I remember some nights my thoughts would be so strong (in regards to the fear of and actually gaining weight) that I just had to go to bed and cry myself to sleep. But I never gave into my anorexia and always just woke up the following day and ate everything on my meal plan, limited my exercise and went against everything my anorexia told me to do. I knew that I couldn't give into my anorexia by listening to its demands as this would be like giving it ammunition it needed to beat me. Once I gave into my anorexia once, I knew it would be so easy to continue giving into it and this would not allow my thought processes to change. So I stuck to my guns and consistently beat my anorexia and that is how I got to where I am today. So no matter how hard it may seem, just remember that it is possible and you can do it. No matter how loudly your anorexia screams at you and how bad it makes you feel, it cant actually hurt you. That pain is just temporary. And by enduring that pain now, you will be able to have a lifetime of happiness in the future.

I know that gaining weight as slowly as possible seems like the best way to gain weight to someone with anorexia but from my own experience I do not think this is the best thing to do. To be honest, gaining weight incredibly slowly just draws out the painful process of weight restoration and means that you are just inflicting extra suffrage on yourself. I was gaining about 500-700g per week when I was actively recovering and I found that this was a good rate to do it at. I feel it was a good rate of weight gain as I could adjust to my physical changes without relapsing while still keeping a good momentum. Gaining weight at this rate also made it obvious to me whenever I needed to increase my calories (due to my weight gain stopping). If I was gaining less then this per week, I think I would have been more likely to just brush off failure to gain weight in any particular week which would have stopped me from moving towards my goal of complete weight restoration and recovery. 

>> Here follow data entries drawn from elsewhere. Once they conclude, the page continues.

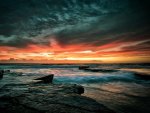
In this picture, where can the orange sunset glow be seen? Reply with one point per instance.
(80, 53)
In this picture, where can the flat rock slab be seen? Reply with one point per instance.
(46, 98)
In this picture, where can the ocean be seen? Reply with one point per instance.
(121, 91)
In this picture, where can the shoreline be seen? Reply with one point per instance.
(16, 96)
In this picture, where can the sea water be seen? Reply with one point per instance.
(121, 91)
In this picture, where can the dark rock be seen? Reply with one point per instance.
(1, 74)
(143, 76)
(6, 71)
(83, 67)
(45, 79)
(46, 98)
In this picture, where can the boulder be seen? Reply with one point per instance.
(143, 76)
(45, 79)
(78, 89)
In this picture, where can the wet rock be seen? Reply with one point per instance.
(143, 76)
(6, 71)
(78, 89)
(46, 98)
(45, 79)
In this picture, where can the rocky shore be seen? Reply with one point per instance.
(43, 97)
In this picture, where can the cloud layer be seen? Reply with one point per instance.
(75, 25)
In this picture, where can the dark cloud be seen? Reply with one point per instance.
(96, 22)
(16, 42)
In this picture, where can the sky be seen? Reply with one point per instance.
(75, 31)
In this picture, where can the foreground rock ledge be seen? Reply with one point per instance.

I believe that gaining weight is not the only thing you need to do in order to recover, in fact it is only the beginning. But it is one of the first essential things for you to do before you can make any other type of real recovery progress. So I highly encourage you to start doing it as soon as possible. As you do manage to gain weight, your body will start functioning properly again and you will also start thinking more clearly too. And I know it probably feels like accepting your body at a higher weight is impossible but I promise you its not. I am currently about 15 kg heavier than my lowest weight (which I couldn't bare to leave at the time) and I love my body more now then I ever have before!  The truth is you will never feel ready to start gaining weight so you just need to make the decision and start. I promise you it will be worth it!